Personal information
- Full name: Norman Edward Betson
- Born: 8 July 1914 Shepparton, Victoria
- Died: 5 May 1988 (aged 73)
- Original teams: Miepoll, Culcairn, Albury
- Height: 193 cm (6 ft 4 in)
- Weight: 92 kg (203 lb)

Playing career^{1}
- Years: Club / Games (Goals)
- 1940–1945: Essendon / 78 (41)
- ^{1} Playing statistics correct to the end of 1945.

= Norm Betson =

Australian rules footballer

Norman Edward Betson (8 July 1914 – 5 May 1988) was an Australian rules footballer who played for Essendon in the Victorian Football League (VFL) during the early 1940s.

Before arriving at Essendon, Betson initially played with Miepoll, Albury and was captain-coach of New South Wales club Culcairn.

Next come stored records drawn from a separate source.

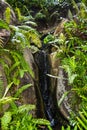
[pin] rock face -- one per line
(29, 95)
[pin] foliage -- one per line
(78, 122)
(19, 117)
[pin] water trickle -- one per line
(44, 69)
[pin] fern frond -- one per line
(4, 25)
(7, 14)
(5, 120)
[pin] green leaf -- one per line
(41, 121)
(26, 107)
(5, 120)
(20, 90)
(4, 25)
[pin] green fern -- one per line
(7, 14)
(5, 120)
(3, 25)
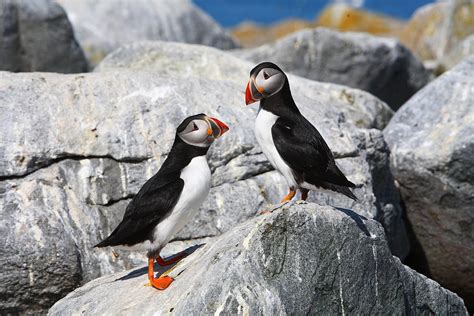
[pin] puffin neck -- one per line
(281, 102)
(181, 155)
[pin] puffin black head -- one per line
(200, 130)
(266, 79)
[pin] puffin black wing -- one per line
(153, 202)
(303, 148)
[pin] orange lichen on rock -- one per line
(251, 35)
(345, 18)
(437, 28)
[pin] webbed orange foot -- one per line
(161, 283)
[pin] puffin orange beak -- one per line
(222, 127)
(248, 95)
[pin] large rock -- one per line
(431, 138)
(308, 259)
(103, 26)
(381, 66)
(343, 17)
(37, 36)
(77, 147)
(250, 34)
(435, 29)
(461, 51)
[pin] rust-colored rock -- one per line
(435, 29)
(345, 18)
(253, 35)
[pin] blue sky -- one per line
(231, 12)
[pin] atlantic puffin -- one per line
(290, 142)
(169, 199)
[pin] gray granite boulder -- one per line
(432, 144)
(305, 259)
(37, 36)
(381, 66)
(103, 26)
(77, 147)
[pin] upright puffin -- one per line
(169, 199)
(289, 141)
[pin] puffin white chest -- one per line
(263, 133)
(197, 182)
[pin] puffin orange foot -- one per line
(161, 283)
(289, 196)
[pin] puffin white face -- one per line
(265, 83)
(201, 130)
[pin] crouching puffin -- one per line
(289, 141)
(168, 200)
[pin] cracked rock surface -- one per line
(302, 259)
(432, 144)
(76, 148)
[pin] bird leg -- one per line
(304, 194)
(160, 283)
(175, 259)
(289, 196)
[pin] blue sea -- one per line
(232, 12)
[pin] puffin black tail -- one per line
(347, 192)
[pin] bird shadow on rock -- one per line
(157, 268)
(358, 219)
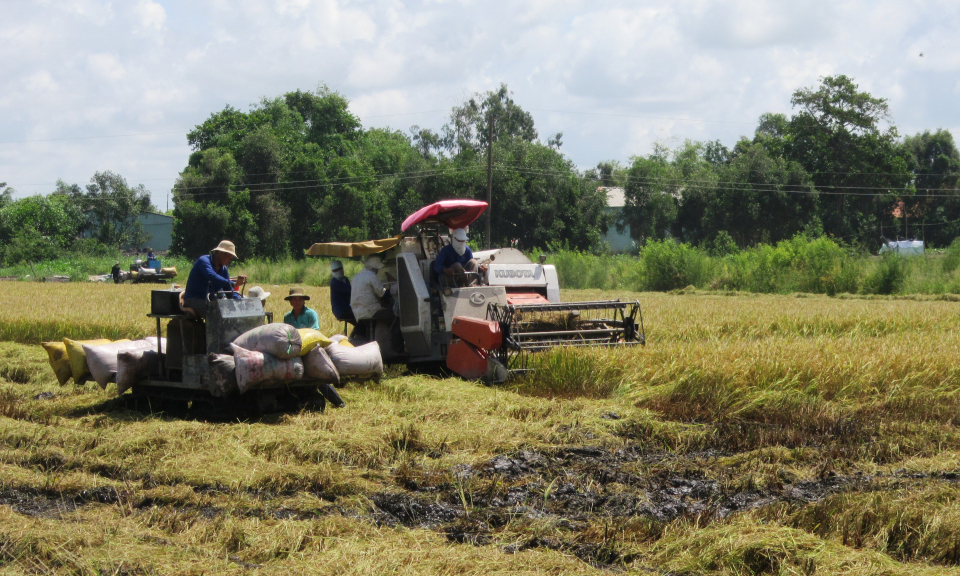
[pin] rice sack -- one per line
(134, 366)
(255, 367)
(310, 339)
(223, 369)
(78, 358)
(276, 339)
(317, 364)
(102, 360)
(363, 361)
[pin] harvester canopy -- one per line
(450, 213)
(351, 249)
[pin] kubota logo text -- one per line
(513, 273)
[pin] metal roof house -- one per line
(618, 241)
(159, 228)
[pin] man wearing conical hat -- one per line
(209, 276)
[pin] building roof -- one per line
(614, 196)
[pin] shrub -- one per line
(669, 266)
(887, 277)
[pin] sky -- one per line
(90, 85)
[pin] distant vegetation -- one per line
(300, 168)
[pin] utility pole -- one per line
(489, 179)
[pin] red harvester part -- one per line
(481, 333)
(515, 298)
(466, 360)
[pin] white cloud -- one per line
(83, 68)
(151, 14)
(106, 66)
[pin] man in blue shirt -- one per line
(455, 260)
(209, 275)
(340, 293)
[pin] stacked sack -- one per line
(281, 352)
(96, 359)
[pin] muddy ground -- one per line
(576, 496)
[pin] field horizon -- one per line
(754, 434)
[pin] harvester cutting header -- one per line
(481, 319)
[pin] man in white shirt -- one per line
(367, 291)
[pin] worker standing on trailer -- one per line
(340, 294)
(367, 293)
(455, 261)
(209, 276)
(301, 316)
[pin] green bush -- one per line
(669, 266)
(887, 277)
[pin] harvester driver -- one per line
(209, 276)
(455, 263)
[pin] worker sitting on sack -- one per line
(209, 276)
(340, 294)
(301, 316)
(455, 264)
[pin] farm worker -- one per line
(258, 292)
(455, 260)
(340, 293)
(367, 293)
(209, 275)
(301, 316)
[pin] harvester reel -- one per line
(536, 327)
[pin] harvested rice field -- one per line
(752, 435)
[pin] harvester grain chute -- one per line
(483, 331)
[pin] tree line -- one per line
(97, 220)
(300, 168)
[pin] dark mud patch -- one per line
(582, 493)
(41, 505)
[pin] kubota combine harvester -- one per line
(484, 331)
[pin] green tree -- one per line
(760, 198)
(935, 164)
(651, 196)
(113, 209)
(839, 140)
(6, 194)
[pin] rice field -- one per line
(754, 434)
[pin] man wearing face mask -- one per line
(340, 294)
(455, 261)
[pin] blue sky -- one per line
(614, 77)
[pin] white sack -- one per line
(255, 367)
(134, 366)
(223, 370)
(360, 361)
(317, 364)
(276, 339)
(102, 360)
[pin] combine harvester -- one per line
(483, 331)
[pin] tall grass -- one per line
(818, 266)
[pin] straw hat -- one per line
(296, 292)
(258, 292)
(227, 247)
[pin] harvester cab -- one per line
(483, 330)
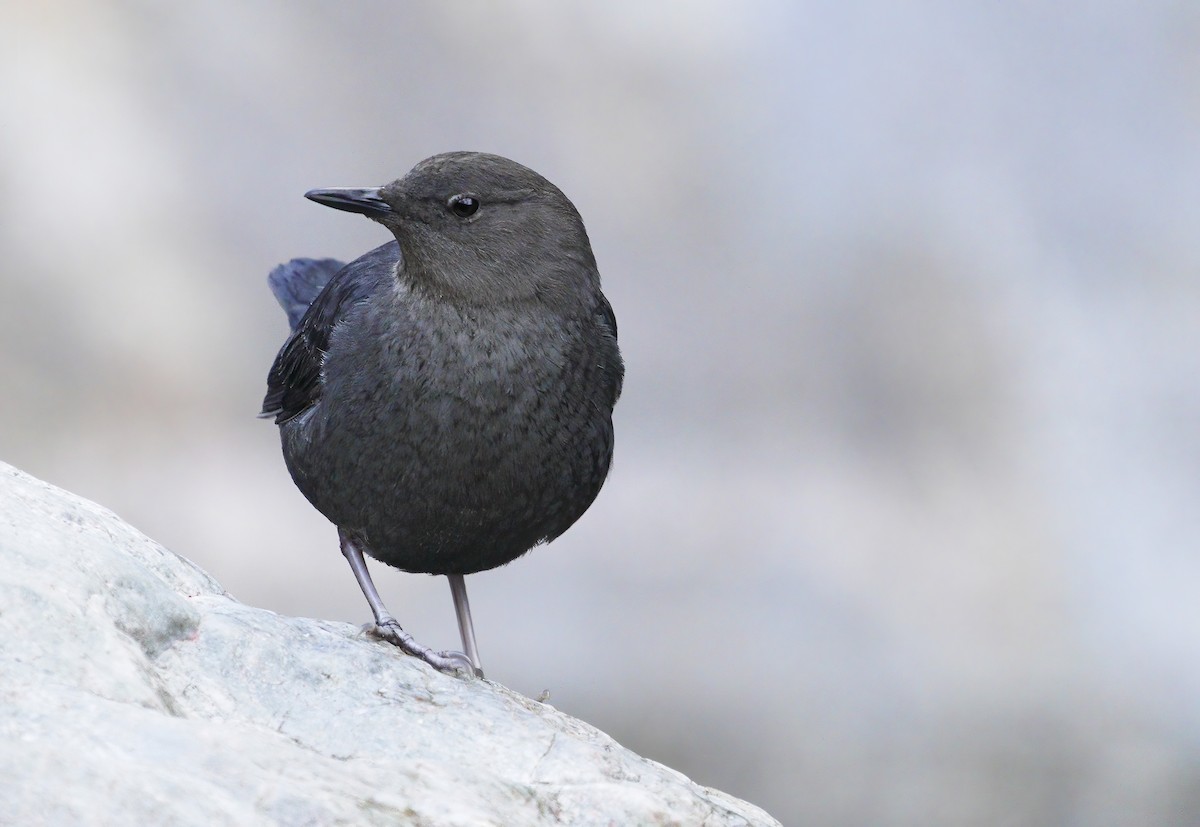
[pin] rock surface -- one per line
(135, 690)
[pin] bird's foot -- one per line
(454, 663)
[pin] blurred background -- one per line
(904, 526)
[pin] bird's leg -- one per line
(466, 628)
(387, 625)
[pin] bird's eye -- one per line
(463, 205)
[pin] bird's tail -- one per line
(298, 282)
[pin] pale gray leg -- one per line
(387, 625)
(466, 628)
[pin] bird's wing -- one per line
(294, 383)
(607, 321)
(297, 283)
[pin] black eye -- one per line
(463, 205)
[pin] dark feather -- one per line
(294, 383)
(297, 283)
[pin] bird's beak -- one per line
(367, 202)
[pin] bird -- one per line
(447, 399)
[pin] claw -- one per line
(455, 663)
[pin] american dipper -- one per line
(447, 399)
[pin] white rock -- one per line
(133, 690)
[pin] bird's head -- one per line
(479, 228)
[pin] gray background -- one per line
(904, 522)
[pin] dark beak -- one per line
(367, 202)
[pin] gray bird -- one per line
(447, 399)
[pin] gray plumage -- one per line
(447, 399)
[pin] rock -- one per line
(133, 690)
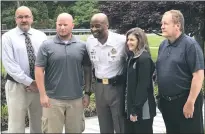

A follower, he played in Essendon's 1941 Reserves premiership and also appeared in six senior football finals for Essendon but missed out on a spot in their 1942 VFL premiership team, after only being named an emergency for the Grand Final. Betson did however participate in the 1943 VFL Grand Final and in the final seconds had a snap at goal which could have secured a draw, only to have the ball touched on the goal-line by a Richmond player.

Betson joined Glenelg in 1946 and spent much of his first year as captain-coach. He continued until 1949 just as a player but spent the 1948 season as captain. During this time, he represented the South Australians at interstate football. Betson then captain-coached Nathalia in 1950 and the following season played at Lemnos.